As Jean Hervé Bradol, who was president of Médecins sans Frontières at the time and led its African teams, put it: “It was not a time for a drug trial at all. They were panicking in the hospital, overrun by cases on the verge of dying. The team were shocked that Pfizer continued the so-called scientific work in the middle of hell.”

Nowadays, another major controversy has erupted in several Indian states, owing to a research project to vaccinate girls against cervical cancer – an issue that has now entered the US presidential campaign, because Texas’s governor, Rick Perry, now seeking the Republican presidential nomination, backed a similar mandatory program. While preventing cervical cancer might seem a genuine benefit, critics charge that the program seems to be mainly about meeting targets, rather than serving the health-care needs of disadvantaged groups.
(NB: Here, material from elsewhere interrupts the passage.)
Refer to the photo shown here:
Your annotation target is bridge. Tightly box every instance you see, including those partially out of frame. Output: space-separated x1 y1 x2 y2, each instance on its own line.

Apart from one recommendation – to create a government compensation program for Third World nationals harmed by trials intended to benefit First World subjects – US Presidential Commission for the Study of Bioethical Issues, chaired by Dr. Amy Gutmann, the president of the University of Pennsylvania, did not get much beyond vague notions of community engagement and transparency. But, with 70% of all drug trials now conducted by private companies, such concepts won’t go very far towards tougher regulation.

And why should government should pay the costs anyway? Because private companies reap the benefits of the trials that do succeed, they should also shoulder the risks.